Is it more secure to run Lambda inside a VPC?
If you ask most security professionals if a resource which does not need access to anything inside the corporate network should be connected to the corporate network, you’ll typically be told that it should not.
Ask that same group of people whether Lambda functions should run inside a VPC, and you’ll typically be told that they must, for the sake of security.
Hopefully you’ve already realised that there appears to be some cognitive dissonance here - people believe in least privilege access, but also in providing Lambda functions with connectivity in excess of that which they need to operate.
In this article I’m going to explore how these two conflicting views became simultaneously popular, and the all important why to help you decide which is right for your situation.
Why should I run Lambda functions outside VPC if they don’t need VPC access?
As alluded to in the introduction, in order to build secure environments we typically follow the principal of least privilege: give each resource no permissions than is necessary for it to work.

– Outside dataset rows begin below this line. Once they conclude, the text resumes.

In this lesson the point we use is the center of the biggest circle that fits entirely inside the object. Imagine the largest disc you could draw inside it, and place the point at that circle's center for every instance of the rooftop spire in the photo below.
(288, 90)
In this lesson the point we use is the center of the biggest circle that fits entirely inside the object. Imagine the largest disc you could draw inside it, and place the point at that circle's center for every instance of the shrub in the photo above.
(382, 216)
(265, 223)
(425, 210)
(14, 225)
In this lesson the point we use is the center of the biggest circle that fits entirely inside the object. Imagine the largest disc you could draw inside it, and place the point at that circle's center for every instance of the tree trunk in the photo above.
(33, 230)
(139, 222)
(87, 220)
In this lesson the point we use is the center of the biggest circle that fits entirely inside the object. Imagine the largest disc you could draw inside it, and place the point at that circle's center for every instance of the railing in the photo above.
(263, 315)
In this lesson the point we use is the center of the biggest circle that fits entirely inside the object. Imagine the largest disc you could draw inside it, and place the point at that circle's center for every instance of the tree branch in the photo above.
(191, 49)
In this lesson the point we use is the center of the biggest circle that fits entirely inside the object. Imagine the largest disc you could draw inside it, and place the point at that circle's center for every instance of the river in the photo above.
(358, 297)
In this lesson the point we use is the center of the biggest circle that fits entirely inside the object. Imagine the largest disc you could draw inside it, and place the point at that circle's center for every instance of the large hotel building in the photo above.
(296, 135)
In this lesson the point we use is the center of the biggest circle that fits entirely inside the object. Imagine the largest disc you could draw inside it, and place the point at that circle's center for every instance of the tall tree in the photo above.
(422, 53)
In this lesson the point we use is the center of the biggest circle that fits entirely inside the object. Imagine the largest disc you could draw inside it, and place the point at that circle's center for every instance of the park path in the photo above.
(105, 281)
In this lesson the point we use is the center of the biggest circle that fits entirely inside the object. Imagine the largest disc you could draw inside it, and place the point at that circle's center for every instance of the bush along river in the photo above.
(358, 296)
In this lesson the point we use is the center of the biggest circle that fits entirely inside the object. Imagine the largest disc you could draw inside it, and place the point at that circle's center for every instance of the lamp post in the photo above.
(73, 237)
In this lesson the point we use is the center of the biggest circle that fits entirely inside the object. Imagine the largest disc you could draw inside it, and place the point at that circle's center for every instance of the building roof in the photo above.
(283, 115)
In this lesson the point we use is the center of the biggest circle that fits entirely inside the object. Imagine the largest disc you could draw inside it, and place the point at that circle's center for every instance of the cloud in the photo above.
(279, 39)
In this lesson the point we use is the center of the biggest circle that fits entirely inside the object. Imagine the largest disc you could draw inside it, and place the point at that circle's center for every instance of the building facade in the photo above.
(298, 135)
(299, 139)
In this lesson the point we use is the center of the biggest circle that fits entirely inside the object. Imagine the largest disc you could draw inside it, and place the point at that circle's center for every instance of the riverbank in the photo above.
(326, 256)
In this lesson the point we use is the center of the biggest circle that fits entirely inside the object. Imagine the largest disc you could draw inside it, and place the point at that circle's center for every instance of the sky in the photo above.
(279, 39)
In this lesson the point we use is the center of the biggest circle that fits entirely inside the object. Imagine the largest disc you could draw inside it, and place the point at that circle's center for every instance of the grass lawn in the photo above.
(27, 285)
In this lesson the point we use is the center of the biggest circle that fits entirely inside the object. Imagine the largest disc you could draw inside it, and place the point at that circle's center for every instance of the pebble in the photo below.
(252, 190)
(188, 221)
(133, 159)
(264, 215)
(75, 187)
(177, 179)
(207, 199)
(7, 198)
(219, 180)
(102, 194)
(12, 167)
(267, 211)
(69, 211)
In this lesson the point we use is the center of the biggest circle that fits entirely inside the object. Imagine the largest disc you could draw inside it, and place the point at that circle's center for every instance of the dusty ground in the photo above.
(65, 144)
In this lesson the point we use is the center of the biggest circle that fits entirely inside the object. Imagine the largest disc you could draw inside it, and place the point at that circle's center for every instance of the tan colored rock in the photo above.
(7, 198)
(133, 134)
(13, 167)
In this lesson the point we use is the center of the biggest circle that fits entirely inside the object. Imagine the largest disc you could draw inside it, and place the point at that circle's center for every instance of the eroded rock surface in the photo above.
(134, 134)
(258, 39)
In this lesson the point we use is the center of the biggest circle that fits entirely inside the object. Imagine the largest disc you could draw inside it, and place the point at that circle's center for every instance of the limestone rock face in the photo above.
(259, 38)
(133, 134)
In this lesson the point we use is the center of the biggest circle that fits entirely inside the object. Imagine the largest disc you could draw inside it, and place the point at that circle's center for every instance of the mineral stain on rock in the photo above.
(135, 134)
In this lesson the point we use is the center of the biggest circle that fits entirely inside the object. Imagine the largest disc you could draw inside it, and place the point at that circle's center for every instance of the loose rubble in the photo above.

Following this logic, where possible we should avoid running Lambda functions inside a VPC. If a function has no access to our local network, there is less risk of an exploitable function being leveraged to gain wider access. Note that I say less risk, not no risk, because Lambda functions running outside VPC can still have AWS IAM permissions which could potentially be used in an attack. If a function is only accessing AWS services which run outside VPC (for example, S3 and DynamoDB), then a strong case can therefore be made for doing so.
There are also some non-security related reasons for running outside VPC. Historically, Lambda functions running inside VPC paid a heavy ‘cold start’ penalty whilst an Elastic Network Interface (ENI) was created, meaning it could be several seconds before it started running. This has been largely resolved now, but Lambda still uses ENIs and therefore still consumes resources in your VPC. There are soft and hard limits on the number of ENIs and IP addresses usable in a given account/VPC, creating additional potential headaches that could prevent functions from working.
Why should I run Lambda functions inside VPC even if they don’t need VPC access?
If we don’t need to access anything else inside the VPC, why in the world would we ever run a Lambda function in one?
The answer is that running inside VPC provides the ability to limit the connectivity available to a Lambda function to less than that provided to a function running outside VPC. You can limit outbound Internet connectivity, utilizing AWS Network Firewall or an HTTP proxy to limit connectivity to specific pre-approved endpoints only.
The possibilities for auditing are also expanded. VPC Flow Logs provide logging of network connections established by Lambda functions. DNS lookups made by functions can also be logged. VPC traffic mirroring can be used to examine the exact data sent and received by your function. Very probably that traffic will be encrypted and useless, but this could be useful in some specific scenarios.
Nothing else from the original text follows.